I was jumping around to keep away from her, which made her even madder. “My father would have taken a strap to you,” she yelled, and finally got me on my cheek with a loud slap that made Celia wail as if Mameh had hit her instead of me.
My mother had me against the wall, holding my wrists, and I was hollering, “Leave me alone,” when Papa walked in and told her to let me go.
Mameh screamed, “You don’t do anything and I’m not having another whore in this family.”
“Don’t use that word,” he yelled. “Betty is a good girl.”
Someone started pounding on the door. “Shut up in there.”
Celia had been crying the whole time, but now she started banging her forehead on the table. She was saying, “Stop, stop, stop,” and hitting her head hard enough that we could hear the sound of her face on the wood.

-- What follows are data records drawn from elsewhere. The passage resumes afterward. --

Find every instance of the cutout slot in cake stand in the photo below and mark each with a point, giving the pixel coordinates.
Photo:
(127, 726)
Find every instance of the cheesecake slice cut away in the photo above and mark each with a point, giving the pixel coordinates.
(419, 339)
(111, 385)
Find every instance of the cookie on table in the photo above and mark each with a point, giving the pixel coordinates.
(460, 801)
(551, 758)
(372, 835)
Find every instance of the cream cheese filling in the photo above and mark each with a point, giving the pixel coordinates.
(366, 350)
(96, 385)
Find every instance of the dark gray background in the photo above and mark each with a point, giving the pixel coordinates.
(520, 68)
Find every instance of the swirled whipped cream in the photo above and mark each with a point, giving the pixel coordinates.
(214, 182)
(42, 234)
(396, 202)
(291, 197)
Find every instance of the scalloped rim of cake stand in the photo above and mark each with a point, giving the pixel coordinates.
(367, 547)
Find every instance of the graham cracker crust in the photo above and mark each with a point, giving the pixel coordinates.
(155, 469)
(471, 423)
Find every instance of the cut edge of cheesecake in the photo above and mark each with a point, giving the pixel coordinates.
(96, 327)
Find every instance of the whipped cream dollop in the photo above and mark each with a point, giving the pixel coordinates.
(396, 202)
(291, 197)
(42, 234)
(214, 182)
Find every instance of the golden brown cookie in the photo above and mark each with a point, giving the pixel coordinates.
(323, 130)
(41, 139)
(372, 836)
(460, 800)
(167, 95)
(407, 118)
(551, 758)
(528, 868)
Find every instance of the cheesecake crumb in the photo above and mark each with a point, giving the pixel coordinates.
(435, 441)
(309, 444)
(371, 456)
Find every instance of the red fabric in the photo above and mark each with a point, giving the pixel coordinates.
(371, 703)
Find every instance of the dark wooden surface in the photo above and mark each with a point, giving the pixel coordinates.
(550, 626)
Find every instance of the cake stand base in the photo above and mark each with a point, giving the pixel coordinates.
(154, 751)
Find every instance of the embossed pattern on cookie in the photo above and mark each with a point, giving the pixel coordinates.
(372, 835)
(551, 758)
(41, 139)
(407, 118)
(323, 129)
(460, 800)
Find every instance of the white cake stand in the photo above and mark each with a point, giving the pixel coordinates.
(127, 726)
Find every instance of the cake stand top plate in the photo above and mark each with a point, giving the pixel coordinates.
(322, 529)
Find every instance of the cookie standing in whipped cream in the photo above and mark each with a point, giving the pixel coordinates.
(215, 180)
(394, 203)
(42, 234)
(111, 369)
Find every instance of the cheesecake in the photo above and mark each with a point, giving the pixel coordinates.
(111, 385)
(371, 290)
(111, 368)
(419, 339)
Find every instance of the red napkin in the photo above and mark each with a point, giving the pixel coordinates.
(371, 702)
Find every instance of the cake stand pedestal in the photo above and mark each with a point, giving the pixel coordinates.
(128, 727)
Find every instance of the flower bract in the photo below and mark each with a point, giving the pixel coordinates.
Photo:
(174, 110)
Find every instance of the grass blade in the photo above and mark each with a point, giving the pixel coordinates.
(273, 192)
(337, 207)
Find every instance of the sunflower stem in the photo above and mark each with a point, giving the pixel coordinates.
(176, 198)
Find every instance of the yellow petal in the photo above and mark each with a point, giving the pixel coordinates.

Papa grabbed her by the shoulders. “Lena, she’s hurting herself.”
Mameh let go of me to look and I ran.
The cold wind on my face felt like it was washing away everything that happened upstairs. I walked fast and whispered the poem to myself in time with my feet.
Listen my children and you shall hear
Of the midnight ride of Paul Revere,
On the eighteenth of April, in Seventy-five;
Hardly a man is now alive
Who remembers that famous day and year.
I was almost calm when I got to the settlement house, but it was a big shock to see all the chairs and benches in the big meeting room full of girls, talking and laughing with each other.